Did you know there is more than one type of data? We examine structured vs. unstructured data in our article.
Data enables understanding, analysis, and informed decision making – whether in business or government or even for individuals. Traditionally, we’ve always organized and standardized data and mapped it to predefined fields. Mature systems and technologies exist to store and analyze such structured data. But in reality, there are many types of unstructured data that cannot be contained in tables but would yield rich insights, were we to find a way to work with them.
It’s important for us to know the nature of both structured and unstructured data, in order to get the most meaningful information from both. Let’s start by looking at structured data.
Structured data:
Data that fits into predefined fields is called structured data. It’s often organized by rows and columns, as you will find in a spreadsheet. Larger systems use relational databases to organize structured data that has multiple dimensions. Structured data is convenient to store, analyze and report.
As an example, consider the sales report of a business, that shows sales revenue by region, by product, by month, and so on. Customer databases, financial reports, economic data, health records, and even educational records – all are examples of structured data. Until now, most of the data we use has always been structured data.

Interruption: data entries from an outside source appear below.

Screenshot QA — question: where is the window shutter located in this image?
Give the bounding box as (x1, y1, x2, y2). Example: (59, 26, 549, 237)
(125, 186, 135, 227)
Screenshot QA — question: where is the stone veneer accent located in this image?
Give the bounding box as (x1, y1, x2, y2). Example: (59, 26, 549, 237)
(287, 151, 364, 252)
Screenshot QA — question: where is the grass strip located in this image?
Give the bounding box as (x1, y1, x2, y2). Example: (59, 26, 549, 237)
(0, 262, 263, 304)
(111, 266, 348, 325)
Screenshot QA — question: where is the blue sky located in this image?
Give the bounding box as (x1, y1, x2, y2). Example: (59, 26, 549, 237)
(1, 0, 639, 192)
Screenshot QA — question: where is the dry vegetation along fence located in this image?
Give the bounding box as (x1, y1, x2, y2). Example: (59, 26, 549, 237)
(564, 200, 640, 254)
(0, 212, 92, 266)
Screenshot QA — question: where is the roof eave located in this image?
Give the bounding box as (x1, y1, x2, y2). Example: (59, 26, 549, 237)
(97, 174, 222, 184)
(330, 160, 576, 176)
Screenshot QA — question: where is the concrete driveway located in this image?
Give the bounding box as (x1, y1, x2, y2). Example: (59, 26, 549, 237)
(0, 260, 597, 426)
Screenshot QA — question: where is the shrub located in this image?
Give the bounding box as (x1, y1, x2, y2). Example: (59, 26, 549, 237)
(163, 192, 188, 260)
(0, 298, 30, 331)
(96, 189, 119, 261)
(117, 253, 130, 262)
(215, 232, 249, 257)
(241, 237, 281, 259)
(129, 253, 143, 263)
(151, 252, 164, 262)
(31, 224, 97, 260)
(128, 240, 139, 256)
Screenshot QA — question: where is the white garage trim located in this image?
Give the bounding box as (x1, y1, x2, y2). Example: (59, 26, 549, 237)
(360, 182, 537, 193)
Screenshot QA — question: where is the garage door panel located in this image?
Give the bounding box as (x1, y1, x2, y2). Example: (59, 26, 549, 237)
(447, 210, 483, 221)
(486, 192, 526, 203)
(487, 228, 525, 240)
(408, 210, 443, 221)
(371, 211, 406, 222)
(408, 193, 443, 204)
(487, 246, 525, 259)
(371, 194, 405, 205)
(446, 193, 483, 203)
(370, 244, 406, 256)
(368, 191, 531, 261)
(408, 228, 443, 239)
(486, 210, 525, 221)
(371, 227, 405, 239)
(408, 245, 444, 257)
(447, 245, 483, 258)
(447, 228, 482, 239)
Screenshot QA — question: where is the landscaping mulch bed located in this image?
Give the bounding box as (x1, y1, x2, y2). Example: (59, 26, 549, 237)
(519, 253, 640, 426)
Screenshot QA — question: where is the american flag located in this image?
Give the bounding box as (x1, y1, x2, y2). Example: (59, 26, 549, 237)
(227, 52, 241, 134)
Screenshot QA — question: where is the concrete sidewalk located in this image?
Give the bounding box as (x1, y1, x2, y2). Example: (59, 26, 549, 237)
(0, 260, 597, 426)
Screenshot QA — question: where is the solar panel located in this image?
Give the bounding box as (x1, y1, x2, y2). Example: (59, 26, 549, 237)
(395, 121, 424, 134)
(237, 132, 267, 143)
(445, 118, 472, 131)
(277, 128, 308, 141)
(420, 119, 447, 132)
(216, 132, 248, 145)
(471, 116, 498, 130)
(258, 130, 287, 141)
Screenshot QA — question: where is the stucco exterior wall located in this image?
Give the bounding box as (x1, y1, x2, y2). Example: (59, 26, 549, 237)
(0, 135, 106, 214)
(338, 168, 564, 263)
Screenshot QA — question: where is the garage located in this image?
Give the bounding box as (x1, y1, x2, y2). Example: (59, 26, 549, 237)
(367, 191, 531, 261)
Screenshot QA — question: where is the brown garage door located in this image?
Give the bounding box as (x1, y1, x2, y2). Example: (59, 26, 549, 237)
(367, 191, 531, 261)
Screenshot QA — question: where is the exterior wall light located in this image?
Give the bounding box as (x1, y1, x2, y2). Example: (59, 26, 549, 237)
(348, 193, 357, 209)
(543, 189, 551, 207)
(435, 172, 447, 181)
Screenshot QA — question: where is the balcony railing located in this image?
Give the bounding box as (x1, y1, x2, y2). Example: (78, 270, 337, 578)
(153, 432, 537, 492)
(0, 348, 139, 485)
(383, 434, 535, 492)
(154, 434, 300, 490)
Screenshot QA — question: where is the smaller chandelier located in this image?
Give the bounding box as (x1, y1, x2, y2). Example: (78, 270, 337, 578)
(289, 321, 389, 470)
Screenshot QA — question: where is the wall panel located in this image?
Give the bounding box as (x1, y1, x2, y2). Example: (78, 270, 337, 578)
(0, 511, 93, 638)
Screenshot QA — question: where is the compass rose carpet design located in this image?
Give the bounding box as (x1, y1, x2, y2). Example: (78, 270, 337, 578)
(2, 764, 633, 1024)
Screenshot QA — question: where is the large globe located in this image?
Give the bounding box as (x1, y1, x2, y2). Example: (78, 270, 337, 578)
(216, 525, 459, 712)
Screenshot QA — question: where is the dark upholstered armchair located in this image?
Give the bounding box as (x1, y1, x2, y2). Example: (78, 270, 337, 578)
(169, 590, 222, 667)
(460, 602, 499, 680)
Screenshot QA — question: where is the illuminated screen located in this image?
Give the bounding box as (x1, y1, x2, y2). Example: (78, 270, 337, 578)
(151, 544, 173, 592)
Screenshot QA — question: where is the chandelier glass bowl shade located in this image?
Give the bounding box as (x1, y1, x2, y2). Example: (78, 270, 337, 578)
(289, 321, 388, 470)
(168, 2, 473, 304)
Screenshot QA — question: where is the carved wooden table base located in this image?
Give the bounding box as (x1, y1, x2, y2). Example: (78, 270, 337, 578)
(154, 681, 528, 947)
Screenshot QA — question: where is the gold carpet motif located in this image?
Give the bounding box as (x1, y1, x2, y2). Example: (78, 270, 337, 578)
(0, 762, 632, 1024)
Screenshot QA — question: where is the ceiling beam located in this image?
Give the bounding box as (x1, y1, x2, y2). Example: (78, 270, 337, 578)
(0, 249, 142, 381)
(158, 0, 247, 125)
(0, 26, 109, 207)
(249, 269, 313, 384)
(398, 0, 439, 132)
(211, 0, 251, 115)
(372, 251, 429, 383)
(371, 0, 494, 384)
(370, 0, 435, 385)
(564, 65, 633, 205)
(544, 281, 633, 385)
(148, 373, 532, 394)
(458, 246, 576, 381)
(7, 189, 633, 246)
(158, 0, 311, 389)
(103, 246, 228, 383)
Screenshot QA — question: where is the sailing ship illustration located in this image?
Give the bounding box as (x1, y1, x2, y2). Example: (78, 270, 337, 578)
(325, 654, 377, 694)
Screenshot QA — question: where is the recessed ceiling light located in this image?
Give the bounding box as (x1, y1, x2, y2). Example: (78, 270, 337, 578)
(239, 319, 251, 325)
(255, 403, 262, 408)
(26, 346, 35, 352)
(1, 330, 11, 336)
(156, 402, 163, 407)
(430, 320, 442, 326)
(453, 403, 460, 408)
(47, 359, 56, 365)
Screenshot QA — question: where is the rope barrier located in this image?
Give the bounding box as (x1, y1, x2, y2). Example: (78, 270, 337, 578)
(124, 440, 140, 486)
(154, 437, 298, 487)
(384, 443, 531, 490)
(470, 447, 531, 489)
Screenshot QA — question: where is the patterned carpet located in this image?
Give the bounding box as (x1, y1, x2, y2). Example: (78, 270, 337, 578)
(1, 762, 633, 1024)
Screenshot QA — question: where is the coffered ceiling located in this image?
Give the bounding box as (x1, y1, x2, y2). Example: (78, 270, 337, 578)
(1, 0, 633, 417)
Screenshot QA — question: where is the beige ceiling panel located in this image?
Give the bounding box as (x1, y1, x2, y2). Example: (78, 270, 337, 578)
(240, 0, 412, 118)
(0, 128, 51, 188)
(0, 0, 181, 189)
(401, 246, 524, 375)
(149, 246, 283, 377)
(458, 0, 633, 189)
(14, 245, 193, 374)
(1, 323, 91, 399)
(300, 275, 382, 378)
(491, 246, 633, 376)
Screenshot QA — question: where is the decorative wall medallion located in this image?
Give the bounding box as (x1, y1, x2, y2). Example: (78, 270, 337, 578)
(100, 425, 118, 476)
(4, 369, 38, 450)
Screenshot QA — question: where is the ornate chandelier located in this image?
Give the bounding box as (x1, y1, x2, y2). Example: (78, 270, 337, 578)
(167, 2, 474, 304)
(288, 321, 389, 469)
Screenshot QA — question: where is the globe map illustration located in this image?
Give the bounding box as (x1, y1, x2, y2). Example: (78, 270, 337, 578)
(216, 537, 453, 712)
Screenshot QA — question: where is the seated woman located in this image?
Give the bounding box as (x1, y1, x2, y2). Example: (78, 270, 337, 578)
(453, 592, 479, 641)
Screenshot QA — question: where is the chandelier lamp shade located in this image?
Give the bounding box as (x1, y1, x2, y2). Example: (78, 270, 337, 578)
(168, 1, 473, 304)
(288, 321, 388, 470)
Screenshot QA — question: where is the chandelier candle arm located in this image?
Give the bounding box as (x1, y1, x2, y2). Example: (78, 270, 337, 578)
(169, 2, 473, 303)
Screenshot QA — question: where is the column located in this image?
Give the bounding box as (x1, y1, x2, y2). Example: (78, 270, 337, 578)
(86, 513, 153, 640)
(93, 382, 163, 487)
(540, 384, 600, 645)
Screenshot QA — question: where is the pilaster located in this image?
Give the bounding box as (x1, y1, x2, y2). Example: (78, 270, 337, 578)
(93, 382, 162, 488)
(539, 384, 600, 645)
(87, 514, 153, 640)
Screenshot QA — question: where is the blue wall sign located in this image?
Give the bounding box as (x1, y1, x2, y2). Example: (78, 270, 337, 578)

If structured data has worked well for us until now, why are we working more and more with messy, unstructured data? There are two reasons. The first is that most data in the world is unstructured – some studies suggest that 80% to 90% of all data is. The other reason is that advanced analytics technologies now make it possible for us to process and gain insights from unstructured data. So let’s look at what is unstructured data.
Unstructured data:
Data that is complex or heterogeneous and cannot be fit into standard fields is unstructured data.
As an example, consider if you were doing an analysis of social media posts from your city, about eating out. Data may be in the form of photos on Instagram, plus videos on Facebook, plus the text of the posts on all platforms.
Examples of unstructured data are photos, video and audio files, social media content, satellite imagery, presentations, PDFs, open-ended survey responses, websites, data from IoT devices, mobile data, weather data, and conversation transcripts.
Unstructured data may be in the form of text – such as the content of emails – or it could be bitmap objects such as image, video or audio files
Unstructured data is usually stored in a data lake. This is a storage repository where a large amount of raw data is stored in its native format. To manage unstructured data, NoSQL databases replace relational databases as they can handle data variety and large amounts of data. Once we examine structured and unstructured data, we realize that there’s a third kind, and that’s semi-structured data.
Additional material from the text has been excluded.